Dhondup Chomphel Gelek
If you walk into an Internet room in Tibet’s capital,Lhasa. There were no Chinese soldiers in the room, and no visible government censors nearby. A sign on the wall, however, reminded Web users that Even after entering the stateless world of the Web, China’s all-seeing eye Had not disappeared. ”Do not use Internet,” the warning instructed crassly,“for any political or other unintelligent purposes.”Since then, China’s ruling regime has perfected the science of controlling what the Chinese can read or write on the Internet to such a degree that it has become the envy of tyrants and dictators the world over. We might have expected that from a regime that has proven it will do whatever it takes to stay in power. What we never expected was to see Google, the company whose guiding motto reads, ”Don’t be evil,” helping in the effort.
Google’s decision to help China censor searches on the company’s brand New Chinese website is not only a violation of its own righteous-sounding principles, and it’s not just an affront to those working to bring international standards of human rights for the Chinese people. No,Google’s sellout to Beijing is a threat to every person who ever used Google anywhere in the world. That means all of us.
That’s no exaggeration. Google saves every search, every e-mail, every fingerprint we leave on the Web when we move through its Google search engine, its G-mail service or its fast-growing collection of Internet offerings. Google knows more about us that than FBI or the CIA or the NSA or any spy agency of any government. And nobody regulates it. When a company that holds digital dossiers on millions of people decides that profits are more important than principles, we are all at risk.
Google will now participate actively in a censorship program whose implications, according to Harvard’s Berkman Center for Internet and Society, ”are profound and disturbing.” The government blocks thousands of search terms — including censorship.
To be fair, Google is hardly alone in its decision to capitulate to Beijing’s rulers to gain a Web share of China’s 1.3 billion inhabitants. That tantalizing market has tested the ethics of many a Western corporation — and almost all have failed the test. That is particularly true in the Internet business.

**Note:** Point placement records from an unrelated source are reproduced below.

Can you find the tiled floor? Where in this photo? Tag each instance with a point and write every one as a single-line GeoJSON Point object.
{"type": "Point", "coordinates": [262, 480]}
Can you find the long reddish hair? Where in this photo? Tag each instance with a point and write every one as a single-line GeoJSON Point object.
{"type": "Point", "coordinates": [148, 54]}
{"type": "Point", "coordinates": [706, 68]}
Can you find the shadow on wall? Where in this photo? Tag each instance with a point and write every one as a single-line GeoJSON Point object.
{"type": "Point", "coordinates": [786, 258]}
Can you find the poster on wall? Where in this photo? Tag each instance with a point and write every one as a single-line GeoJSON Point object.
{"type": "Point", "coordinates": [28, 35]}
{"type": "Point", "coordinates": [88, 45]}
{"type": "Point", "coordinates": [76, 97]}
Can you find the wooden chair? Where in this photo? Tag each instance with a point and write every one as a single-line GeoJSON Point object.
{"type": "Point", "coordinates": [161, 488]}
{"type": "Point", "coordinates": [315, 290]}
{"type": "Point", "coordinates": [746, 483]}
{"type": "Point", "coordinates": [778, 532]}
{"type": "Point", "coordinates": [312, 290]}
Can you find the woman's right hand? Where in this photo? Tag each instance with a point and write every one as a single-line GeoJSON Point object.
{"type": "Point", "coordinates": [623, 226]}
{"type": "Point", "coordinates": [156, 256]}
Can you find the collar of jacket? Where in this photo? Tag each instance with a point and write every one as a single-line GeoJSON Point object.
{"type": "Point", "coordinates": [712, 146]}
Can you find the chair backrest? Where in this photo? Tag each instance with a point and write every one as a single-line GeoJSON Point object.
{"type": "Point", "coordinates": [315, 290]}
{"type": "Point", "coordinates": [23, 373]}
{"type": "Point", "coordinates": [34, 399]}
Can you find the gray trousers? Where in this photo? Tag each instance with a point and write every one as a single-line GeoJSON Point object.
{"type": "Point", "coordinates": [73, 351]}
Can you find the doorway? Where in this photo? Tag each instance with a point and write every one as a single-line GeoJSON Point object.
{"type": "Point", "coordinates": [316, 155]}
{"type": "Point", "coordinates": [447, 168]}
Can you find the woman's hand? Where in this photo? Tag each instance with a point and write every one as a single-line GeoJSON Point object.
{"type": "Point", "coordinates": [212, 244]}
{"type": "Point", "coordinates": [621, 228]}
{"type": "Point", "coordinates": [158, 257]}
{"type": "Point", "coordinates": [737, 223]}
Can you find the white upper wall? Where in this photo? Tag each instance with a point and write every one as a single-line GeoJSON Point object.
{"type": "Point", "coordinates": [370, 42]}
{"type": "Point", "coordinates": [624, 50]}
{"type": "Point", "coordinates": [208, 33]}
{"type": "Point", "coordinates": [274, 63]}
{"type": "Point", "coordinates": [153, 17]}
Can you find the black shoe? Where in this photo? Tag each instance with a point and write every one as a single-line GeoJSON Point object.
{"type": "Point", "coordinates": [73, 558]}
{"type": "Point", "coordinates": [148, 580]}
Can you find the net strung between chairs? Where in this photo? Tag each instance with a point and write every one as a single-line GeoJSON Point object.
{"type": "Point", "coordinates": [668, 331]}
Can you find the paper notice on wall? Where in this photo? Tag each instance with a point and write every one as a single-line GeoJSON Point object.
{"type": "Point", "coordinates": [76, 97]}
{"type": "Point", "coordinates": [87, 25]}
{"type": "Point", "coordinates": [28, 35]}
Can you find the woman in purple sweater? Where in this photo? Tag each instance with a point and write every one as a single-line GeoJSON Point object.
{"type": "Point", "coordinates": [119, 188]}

Just last year, Yahoo helped Beijing’s Web goons track down the identity of a Chinese journalist who wrote an e-mail about the anniversary of the 1994 Tiananmen Square massacre — a massacre of thousands of Chinese Democracy advocates perpetrated by the same regime whose efforts Google now abets. The journalist, Shi Tao, was sentenced to 10 years in prison.

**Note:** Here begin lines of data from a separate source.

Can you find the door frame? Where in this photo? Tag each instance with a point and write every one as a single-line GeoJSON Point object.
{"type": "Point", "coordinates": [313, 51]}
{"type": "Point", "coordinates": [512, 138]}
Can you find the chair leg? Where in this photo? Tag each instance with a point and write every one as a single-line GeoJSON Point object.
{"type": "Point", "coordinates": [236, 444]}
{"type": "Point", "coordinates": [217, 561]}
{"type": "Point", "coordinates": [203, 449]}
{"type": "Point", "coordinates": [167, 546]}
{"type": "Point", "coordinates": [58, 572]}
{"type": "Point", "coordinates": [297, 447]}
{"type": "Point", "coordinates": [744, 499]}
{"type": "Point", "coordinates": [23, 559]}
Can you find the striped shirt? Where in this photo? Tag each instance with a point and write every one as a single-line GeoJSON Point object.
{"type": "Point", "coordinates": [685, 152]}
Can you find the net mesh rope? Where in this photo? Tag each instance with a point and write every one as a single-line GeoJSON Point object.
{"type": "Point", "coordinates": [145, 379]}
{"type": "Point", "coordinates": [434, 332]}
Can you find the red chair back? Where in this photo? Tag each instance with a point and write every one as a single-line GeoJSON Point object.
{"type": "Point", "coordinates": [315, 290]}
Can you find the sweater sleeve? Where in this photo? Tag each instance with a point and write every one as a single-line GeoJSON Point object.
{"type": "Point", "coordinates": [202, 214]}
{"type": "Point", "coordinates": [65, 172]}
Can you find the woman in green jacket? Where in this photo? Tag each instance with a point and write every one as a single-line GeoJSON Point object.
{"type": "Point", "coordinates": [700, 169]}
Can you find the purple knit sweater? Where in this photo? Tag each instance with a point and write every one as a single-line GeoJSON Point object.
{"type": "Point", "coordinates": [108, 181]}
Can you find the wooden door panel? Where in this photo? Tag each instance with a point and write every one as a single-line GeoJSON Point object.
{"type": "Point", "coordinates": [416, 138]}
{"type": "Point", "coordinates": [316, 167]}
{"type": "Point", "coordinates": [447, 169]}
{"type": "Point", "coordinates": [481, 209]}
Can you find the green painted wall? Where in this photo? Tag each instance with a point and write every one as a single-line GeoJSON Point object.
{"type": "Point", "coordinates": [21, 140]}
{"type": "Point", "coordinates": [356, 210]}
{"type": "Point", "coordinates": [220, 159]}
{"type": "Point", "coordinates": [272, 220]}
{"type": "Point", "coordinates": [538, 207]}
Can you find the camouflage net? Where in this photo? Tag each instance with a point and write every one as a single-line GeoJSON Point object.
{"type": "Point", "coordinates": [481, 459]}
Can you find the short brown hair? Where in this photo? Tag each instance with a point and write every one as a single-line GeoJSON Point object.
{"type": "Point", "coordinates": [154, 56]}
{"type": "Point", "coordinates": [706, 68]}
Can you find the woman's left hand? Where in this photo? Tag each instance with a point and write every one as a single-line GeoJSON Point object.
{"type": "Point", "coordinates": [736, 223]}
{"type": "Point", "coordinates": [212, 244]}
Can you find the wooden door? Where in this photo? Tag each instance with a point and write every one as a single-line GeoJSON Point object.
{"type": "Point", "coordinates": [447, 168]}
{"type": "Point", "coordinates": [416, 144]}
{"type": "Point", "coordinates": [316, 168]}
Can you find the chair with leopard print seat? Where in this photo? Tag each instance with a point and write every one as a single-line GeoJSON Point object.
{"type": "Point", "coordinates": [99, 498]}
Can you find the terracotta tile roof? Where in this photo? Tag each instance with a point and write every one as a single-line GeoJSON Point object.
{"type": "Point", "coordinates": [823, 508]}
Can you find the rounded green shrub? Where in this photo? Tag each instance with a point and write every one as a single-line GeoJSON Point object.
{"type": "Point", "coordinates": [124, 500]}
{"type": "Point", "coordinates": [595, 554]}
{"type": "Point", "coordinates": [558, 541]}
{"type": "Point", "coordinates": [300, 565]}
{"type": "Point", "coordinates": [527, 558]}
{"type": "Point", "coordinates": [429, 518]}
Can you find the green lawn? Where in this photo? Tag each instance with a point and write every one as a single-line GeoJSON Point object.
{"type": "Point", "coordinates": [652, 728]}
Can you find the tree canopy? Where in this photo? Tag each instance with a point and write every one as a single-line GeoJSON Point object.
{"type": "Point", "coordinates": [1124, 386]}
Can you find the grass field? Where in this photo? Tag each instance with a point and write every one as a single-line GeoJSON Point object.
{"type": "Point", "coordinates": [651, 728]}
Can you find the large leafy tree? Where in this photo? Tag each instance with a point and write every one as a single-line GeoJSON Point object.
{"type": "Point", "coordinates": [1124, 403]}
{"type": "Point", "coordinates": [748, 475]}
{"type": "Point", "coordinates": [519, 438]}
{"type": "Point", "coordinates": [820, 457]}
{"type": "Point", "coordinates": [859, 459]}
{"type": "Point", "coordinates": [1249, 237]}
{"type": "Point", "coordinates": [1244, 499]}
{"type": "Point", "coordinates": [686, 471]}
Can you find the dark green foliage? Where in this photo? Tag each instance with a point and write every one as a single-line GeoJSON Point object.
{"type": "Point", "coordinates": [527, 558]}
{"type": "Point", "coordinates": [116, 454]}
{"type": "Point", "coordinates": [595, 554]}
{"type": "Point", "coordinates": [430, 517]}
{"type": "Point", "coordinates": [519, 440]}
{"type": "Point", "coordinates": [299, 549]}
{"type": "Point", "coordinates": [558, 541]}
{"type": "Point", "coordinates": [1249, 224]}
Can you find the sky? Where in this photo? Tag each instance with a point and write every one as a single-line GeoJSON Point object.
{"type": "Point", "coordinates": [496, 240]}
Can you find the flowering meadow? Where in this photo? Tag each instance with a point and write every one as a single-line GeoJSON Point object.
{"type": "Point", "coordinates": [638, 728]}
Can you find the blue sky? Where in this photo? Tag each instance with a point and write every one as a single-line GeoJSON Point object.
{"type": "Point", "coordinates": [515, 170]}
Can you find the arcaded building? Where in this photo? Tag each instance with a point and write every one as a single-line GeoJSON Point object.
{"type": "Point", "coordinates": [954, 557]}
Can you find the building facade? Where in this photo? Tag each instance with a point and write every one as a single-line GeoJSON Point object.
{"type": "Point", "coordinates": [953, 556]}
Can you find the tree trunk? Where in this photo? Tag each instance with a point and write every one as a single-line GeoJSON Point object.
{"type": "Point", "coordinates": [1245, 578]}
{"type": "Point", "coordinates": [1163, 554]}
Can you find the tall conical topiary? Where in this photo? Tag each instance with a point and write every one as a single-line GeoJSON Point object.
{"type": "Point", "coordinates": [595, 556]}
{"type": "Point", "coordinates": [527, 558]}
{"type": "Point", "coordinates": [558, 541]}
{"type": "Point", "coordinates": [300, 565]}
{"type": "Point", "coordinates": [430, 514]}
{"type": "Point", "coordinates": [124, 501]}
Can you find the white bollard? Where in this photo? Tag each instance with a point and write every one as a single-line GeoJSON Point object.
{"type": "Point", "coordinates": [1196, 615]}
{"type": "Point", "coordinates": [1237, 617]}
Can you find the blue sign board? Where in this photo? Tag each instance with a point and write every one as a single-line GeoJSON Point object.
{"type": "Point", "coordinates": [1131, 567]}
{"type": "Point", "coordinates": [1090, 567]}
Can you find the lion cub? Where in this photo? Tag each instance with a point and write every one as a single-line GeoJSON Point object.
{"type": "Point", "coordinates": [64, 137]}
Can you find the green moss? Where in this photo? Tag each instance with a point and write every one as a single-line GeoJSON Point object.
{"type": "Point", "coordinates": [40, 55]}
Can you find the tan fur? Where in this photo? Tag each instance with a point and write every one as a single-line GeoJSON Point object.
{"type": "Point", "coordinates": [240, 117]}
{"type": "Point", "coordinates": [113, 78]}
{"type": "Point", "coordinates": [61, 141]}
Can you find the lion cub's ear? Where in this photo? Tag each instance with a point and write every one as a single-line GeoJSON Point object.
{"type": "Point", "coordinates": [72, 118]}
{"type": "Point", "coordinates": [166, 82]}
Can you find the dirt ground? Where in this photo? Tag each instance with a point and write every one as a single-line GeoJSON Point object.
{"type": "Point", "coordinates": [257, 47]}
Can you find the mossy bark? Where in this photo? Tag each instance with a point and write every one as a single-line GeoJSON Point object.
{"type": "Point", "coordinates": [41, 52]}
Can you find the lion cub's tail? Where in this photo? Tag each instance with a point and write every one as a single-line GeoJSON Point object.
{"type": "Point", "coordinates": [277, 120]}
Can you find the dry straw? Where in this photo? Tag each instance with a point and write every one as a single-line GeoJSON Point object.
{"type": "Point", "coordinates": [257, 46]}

Reporters Without Borders labeled Yahoo an ”informant” that has ”collaborated enthusiastically” with the Chinese regime. Microsoft, too, plays by the dictatorship’s rules. Bloggers on MSN’s service cannot type words such as democracy or freedom. Internet users cannot read or write about anything that even hints of opposition to the ruling Communist Party. Even pro-Western commentary can trigger a block. And forget anything about Tibet or His Holiness the Dalai Lama. Chinese bloggers, incidentally, must all register and identify themselves to authorities. Neither Yahoo nor Microsoft claim to have higher ethical standards than the competition. The often-stated desire to ”do good” and make the world a better place was one of the traits that endeared Google to the public.It was one of the reasons we trusted them to guard the precious and valuable contents of their thousands of servers. Now Google has become a company like all others, one with an eye on the bottom-line before anything else. The company has decided to help China’s censors even as it fights an enormous request for records from the U.S. Justice Department’s investigation of online child pornography.Skeptics had claimed that Google was resisting the request to protect its technology rather than to protect users’ privacy. That explanation now sounds more plausible than ever.We’ve long known about China’s disdain for individual freedoms.

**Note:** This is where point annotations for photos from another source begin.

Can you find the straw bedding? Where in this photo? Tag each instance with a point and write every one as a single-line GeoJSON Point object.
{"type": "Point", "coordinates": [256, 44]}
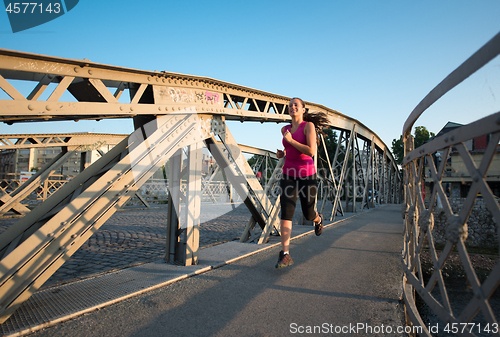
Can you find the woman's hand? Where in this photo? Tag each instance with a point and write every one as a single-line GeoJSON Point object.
{"type": "Point", "coordinates": [288, 136]}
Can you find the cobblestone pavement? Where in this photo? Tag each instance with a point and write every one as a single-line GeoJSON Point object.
{"type": "Point", "coordinates": [132, 237]}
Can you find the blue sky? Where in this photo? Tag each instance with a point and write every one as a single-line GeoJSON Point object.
{"type": "Point", "coordinates": [371, 60]}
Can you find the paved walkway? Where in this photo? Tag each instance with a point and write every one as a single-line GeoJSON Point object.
{"type": "Point", "coordinates": [348, 280]}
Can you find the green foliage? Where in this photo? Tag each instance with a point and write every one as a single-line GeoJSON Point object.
{"type": "Point", "coordinates": [421, 136]}
{"type": "Point", "coordinates": [398, 150]}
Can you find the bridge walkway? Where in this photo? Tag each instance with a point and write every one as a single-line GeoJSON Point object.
{"type": "Point", "coordinates": [349, 277]}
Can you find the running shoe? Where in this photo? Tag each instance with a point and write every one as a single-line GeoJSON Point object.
{"type": "Point", "coordinates": [284, 260]}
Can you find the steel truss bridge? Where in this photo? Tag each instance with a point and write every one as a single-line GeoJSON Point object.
{"type": "Point", "coordinates": [461, 320]}
{"type": "Point", "coordinates": [174, 115]}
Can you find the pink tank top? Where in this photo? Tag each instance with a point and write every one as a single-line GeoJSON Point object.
{"type": "Point", "coordinates": [297, 164]}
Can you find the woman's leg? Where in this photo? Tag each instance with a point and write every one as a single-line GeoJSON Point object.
{"type": "Point", "coordinates": [286, 232]}
{"type": "Point", "coordinates": [307, 193]}
{"type": "Point", "coordinates": [288, 200]}
{"type": "Point", "coordinates": [308, 190]}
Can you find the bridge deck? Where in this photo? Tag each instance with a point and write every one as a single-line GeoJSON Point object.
{"type": "Point", "coordinates": [349, 275]}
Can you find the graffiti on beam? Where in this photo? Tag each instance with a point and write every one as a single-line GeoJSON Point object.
{"type": "Point", "coordinates": [179, 95]}
{"type": "Point", "coordinates": [91, 147]}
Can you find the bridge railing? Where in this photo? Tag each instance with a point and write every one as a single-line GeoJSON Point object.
{"type": "Point", "coordinates": [451, 215]}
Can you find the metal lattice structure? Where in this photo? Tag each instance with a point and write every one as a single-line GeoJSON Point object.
{"type": "Point", "coordinates": [419, 213]}
{"type": "Point", "coordinates": [172, 113]}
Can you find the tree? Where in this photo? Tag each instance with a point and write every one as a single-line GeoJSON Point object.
{"type": "Point", "coordinates": [421, 136]}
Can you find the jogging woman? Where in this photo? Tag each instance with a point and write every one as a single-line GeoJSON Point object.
{"type": "Point", "coordinates": [299, 172]}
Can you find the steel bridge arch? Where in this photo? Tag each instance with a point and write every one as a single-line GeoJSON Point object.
{"type": "Point", "coordinates": [170, 112]}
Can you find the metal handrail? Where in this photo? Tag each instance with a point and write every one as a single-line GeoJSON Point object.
{"type": "Point", "coordinates": [421, 225]}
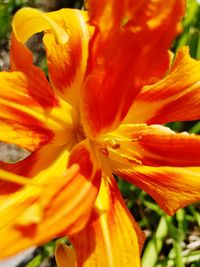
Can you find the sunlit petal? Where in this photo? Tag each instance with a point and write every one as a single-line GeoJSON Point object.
{"type": "Point", "coordinates": [118, 64]}
{"type": "Point", "coordinates": [53, 201]}
{"type": "Point", "coordinates": [31, 115]}
{"type": "Point", "coordinates": [175, 98]}
{"type": "Point", "coordinates": [171, 187]}
{"type": "Point", "coordinates": [65, 256]}
{"type": "Point", "coordinates": [110, 239]}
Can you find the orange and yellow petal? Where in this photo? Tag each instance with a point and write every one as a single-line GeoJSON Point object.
{"type": "Point", "coordinates": [111, 237]}
{"type": "Point", "coordinates": [31, 115]}
{"type": "Point", "coordinates": [171, 187]}
{"type": "Point", "coordinates": [51, 202]}
{"type": "Point", "coordinates": [65, 256]}
{"type": "Point", "coordinates": [118, 65]}
{"type": "Point", "coordinates": [153, 145]}
{"type": "Point", "coordinates": [67, 62]}
{"type": "Point", "coordinates": [174, 98]}
{"type": "Point", "coordinates": [66, 37]}
{"type": "Point", "coordinates": [163, 163]}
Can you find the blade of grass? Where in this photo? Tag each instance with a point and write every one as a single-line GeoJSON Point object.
{"type": "Point", "coordinates": [154, 246]}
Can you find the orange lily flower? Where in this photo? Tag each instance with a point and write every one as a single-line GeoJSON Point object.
{"type": "Point", "coordinates": [93, 119]}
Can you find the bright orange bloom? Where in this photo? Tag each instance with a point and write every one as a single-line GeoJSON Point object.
{"type": "Point", "coordinates": [97, 117]}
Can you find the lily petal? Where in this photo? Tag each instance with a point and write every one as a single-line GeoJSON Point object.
{"type": "Point", "coordinates": [31, 115]}
{"type": "Point", "coordinates": [171, 187]}
{"type": "Point", "coordinates": [66, 39]}
{"type": "Point", "coordinates": [116, 66]}
{"type": "Point", "coordinates": [111, 232]}
{"type": "Point", "coordinates": [65, 256]}
{"type": "Point", "coordinates": [154, 145]}
{"type": "Point", "coordinates": [175, 98]}
{"type": "Point", "coordinates": [156, 159]}
{"type": "Point", "coordinates": [47, 206]}
{"type": "Point", "coordinates": [67, 62]}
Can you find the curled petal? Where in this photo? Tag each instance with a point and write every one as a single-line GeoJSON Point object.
{"type": "Point", "coordinates": [159, 161]}
{"type": "Point", "coordinates": [171, 187]}
{"type": "Point", "coordinates": [36, 21]}
{"type": "Point", "coordinates": [67, 62]}
{"type": "Point", "coordinates": [47, 205]}
{"type": "Point", "coordinates": [174, 98]}
{"type": "Point", "coordinates": [111, 236]}
{"type": "Point", "coordinates": [118, 65]}
{"type": "Point", "coordinates": [154, 145]}
{"type": "Point", "coordinates": [31, 115]}
{"type": "Point", "coordinates": [66, 37]}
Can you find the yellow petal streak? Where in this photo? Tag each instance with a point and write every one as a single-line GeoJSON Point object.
{"type": "Point", "coordinates": [36, 21]}
{"type": "Point", "coordinates": [111, 238]}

But, Google, we hardly knew you. It’s definitely time to rethink that G-mail account and demand some safeguards from a potentially dangerous company. Perhaps here, too, we will need to heed the Tibetan cybercafé warning, “Do not use Internet for any political or unintelligent purposes.”
Human rights groups, TSGs and Studentsforafreetibet.org. with its 650chapters worldwide have leveled intense criticism against U.S. Internet companies for their role in limiting access to information online, particularly after Google introduced a Chinese search engine earlier this week that filters results about the Tiananmen Square massacres, Tibet, Taiwan , His Holiness the Dalai Lama, democracy and freedom so on. Tibetans in Italy and their supporters are calling for a mass break up with Google this Valentin e’s Day, citing Google’s new partnership with the Chinese Government, Google.cn. Students for a Free Tibet (SFT) launched the website NoLuv4Google.com in order to help people navigate the tricky waters of this massive life change, as well as to provide an outlet for widespread anger and grief. SFT is also coordinating protests at Google’s offices worldwide on Valentine’s Day, February 14th, to help channel users’ emotions and, according to the organizers, “to provide closure.”